Ama göreceksiniz çok da fayda etmeyecektir.

ÖNERİ

Topal ördekliğe karşı çok iyi bir iletişim kurulmalı

Artık finale geliyoruz.
Çok değil, ya bu hafta ama olmadı önümüzdeki hafta Ekrem İmamoğlu İstanbul Büyükşehir Belediye Başkanlığı koltuğuna resmen oturacak.
Sarayın bunu engelleme şansı pek yok.
Bu şansı bulsa da silahın ters tepeceğini  anlatıyorlardır herhalde kendisine.
Ama “topal ördek” benzetmesi yaptığına göre, Erdoğan İstanbul aşkı falan dinlemeyecek ve İmamoğlu'nu çalıştırmamak için elinden geleni yapacaktır.
Açık söyleyeyim, işte buna gücü yeter.
Elinde İstanbul'a zarar vermek için çok büyük güç ve yetki var.
Ama Ekrem İmamoğlu'nun da yapabileceği çok şey var.
Birini buradan önermek istiyorum.
Erdoğan'ın yapacağı her engellemeyi, anında kamuoyu ile paylaşmalı.
Yandaş tetikçi medya elbette İmamoğlu'nu karalama yarışı içinde olacaktır.
Bu durumda sosyal medya ve açık hava reklam alanları çok etkili olacaktır.
İstanbul halkı sokakta nereye baksa tıpkı bugün Erdoğan'ın fotoğrafını gördüğü gibi, başkana dolayısıyla İstanbul'a yapılmak istenen kötülüğü görecektir.
Bu arada AKP'li meclis üyeleri de bu nedenle sıkıntı yaşayacaktır.
Çünkü belki bugüne kadar pek gündeme gelmeyen belediye meclisi, halkın her an önünde olacak ve AKP'li üyeler, başkanın projelerini hangi gerekçe ile önlemeye çalıştıklarını bizzat halka anlatmak durumunda kalacaktır.
Kısacası, “sayısal çoğunluğa” güvenerek seçilmiş bir başkanın çalışmasını engellemek o kadar kolay olmayacaktır, yeter ki İmamoğlu kararlı olsun ve yılmasın.
Bu halk, hatta giderek kendisine oy vermemiş olanlar bile arkasında duracaktır.

Bİ SORALIM BAKALIM

Bahçeli'nin yeni sistem önerisi çok manidar değil mi?

Siyasette çok kullanılan bir deyim vardır, hepiniz bilirsiniz “Zamanlaması çok manidar.”
Şu sıralar bu söylem en çok Devlet Bahçeli'nin yeni büyükşehir önerisine yakışıyor.
Ne dedi Bahçeli; “Biz sadece büyükşehir belediye başkanını seçelim, o da bütün ilçe belediye başkanlarını seçsin.”
Yani belediyelerde uygulanacak “başkanlık sistemini” formülü bu.
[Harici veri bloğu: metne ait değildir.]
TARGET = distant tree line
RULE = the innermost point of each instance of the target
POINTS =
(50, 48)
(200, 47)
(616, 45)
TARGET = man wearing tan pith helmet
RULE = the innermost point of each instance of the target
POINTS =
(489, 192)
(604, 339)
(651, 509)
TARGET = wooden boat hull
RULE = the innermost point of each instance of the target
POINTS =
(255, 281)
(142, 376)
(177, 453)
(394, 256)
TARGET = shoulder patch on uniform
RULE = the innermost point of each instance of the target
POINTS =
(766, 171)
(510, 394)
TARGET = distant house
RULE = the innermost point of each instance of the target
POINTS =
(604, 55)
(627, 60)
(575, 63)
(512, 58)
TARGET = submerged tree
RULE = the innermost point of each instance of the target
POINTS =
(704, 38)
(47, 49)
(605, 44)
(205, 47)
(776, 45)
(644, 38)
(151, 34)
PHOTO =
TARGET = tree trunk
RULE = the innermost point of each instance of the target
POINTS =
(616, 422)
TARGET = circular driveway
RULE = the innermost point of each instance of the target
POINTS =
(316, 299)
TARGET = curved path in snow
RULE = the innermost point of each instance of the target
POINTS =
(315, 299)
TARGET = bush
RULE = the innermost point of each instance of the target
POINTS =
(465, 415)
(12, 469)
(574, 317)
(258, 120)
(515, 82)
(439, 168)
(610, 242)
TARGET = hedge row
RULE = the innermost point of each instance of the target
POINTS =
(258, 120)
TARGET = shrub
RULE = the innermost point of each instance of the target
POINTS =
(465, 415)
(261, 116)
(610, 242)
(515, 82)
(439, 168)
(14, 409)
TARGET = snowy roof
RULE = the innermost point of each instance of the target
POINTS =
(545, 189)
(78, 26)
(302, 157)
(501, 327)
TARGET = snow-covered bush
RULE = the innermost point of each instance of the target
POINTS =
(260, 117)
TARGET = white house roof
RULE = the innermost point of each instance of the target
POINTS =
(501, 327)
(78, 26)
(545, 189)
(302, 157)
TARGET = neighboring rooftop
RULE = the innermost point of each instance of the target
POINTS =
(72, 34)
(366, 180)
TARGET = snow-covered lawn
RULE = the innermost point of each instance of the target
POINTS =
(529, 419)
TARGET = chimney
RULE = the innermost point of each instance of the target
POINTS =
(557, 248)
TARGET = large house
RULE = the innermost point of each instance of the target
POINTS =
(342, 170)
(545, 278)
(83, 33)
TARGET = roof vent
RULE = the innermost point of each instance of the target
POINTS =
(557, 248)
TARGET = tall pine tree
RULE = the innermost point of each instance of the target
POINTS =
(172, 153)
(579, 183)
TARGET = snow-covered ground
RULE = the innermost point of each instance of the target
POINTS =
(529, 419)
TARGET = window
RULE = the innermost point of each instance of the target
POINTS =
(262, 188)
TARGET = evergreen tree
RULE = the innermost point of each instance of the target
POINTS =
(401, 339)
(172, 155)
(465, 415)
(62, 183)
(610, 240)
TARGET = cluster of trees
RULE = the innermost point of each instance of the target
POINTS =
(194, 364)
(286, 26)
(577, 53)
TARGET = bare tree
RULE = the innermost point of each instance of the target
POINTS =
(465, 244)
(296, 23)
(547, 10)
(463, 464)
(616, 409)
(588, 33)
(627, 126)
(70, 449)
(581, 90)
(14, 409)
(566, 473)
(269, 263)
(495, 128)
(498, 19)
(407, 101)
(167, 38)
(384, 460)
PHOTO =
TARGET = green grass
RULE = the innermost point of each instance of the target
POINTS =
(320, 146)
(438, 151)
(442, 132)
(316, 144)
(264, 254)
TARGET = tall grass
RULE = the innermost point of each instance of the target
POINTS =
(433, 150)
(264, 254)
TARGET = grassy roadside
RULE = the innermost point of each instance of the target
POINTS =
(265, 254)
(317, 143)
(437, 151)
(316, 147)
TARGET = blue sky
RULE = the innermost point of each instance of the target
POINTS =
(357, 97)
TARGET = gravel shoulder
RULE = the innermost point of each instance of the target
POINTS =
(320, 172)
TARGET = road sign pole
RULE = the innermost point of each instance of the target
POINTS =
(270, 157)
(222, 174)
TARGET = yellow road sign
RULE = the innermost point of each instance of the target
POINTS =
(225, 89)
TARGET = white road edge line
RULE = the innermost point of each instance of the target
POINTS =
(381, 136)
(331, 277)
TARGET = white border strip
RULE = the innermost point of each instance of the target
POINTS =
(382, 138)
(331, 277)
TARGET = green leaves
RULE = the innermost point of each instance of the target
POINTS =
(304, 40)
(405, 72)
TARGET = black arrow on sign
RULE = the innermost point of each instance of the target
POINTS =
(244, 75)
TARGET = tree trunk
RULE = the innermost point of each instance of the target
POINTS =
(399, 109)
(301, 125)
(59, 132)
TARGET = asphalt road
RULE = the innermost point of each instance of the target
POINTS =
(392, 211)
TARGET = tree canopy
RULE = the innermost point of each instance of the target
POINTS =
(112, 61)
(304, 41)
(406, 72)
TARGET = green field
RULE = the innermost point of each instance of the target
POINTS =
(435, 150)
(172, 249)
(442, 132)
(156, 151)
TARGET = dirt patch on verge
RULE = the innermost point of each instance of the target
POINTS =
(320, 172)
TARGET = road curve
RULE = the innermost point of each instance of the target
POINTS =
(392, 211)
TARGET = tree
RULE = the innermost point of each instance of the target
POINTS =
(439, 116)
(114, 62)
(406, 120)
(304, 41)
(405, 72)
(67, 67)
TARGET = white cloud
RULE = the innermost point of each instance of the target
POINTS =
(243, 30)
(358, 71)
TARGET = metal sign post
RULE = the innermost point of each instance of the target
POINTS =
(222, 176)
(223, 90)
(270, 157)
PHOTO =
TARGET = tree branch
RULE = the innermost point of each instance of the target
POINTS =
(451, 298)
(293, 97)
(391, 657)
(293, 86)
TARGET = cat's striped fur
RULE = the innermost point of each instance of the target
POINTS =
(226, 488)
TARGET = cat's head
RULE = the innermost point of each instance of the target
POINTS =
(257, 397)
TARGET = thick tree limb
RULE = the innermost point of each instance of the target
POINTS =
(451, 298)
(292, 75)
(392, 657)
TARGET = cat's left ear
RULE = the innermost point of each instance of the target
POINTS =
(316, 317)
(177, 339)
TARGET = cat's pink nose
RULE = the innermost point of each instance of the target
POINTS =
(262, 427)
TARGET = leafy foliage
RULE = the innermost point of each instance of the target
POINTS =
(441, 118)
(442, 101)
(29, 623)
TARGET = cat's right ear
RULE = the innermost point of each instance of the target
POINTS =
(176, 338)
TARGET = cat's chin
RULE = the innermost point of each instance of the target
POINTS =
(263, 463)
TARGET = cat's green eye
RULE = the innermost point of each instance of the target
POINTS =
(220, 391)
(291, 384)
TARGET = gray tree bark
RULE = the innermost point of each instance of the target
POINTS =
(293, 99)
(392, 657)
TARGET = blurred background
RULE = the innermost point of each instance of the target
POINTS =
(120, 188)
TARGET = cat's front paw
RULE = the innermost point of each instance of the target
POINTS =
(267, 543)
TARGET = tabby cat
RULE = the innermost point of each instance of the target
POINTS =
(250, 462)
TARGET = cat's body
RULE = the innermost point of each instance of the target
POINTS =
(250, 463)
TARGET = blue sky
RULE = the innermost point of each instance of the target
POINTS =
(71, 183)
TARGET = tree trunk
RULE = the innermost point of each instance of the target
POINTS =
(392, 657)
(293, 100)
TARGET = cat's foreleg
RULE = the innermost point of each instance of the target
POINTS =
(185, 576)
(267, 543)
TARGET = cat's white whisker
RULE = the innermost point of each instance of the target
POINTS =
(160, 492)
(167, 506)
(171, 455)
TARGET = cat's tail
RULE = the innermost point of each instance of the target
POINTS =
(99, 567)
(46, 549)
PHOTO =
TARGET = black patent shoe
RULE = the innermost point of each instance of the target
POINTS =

Demokrasi yerine ille de tek adamlık isteyenler için elbette cazip bir anlayış bu.
Ama bence önemli olan burası değil, “zamanlaması” önemli.
Bahçeli İstanbul'da, henüz tartışmalar bitmemiş başkan resmen belirlenmemişken acaba neden bu kadar acele etti ve bu formülü açıkladı.
Ankara'da kapalı kapılar ardında bir takım operasyon hazırlıkları olduğunu duyuyorum.
Bir yasa çıkarıp İstanbul'da yeni formülle bir seçim yapmaya kalkarlar mı?

BUNU YAZMAK GEREK

Vatandaşın talebi; “Yolsuzlukların hesabını sor”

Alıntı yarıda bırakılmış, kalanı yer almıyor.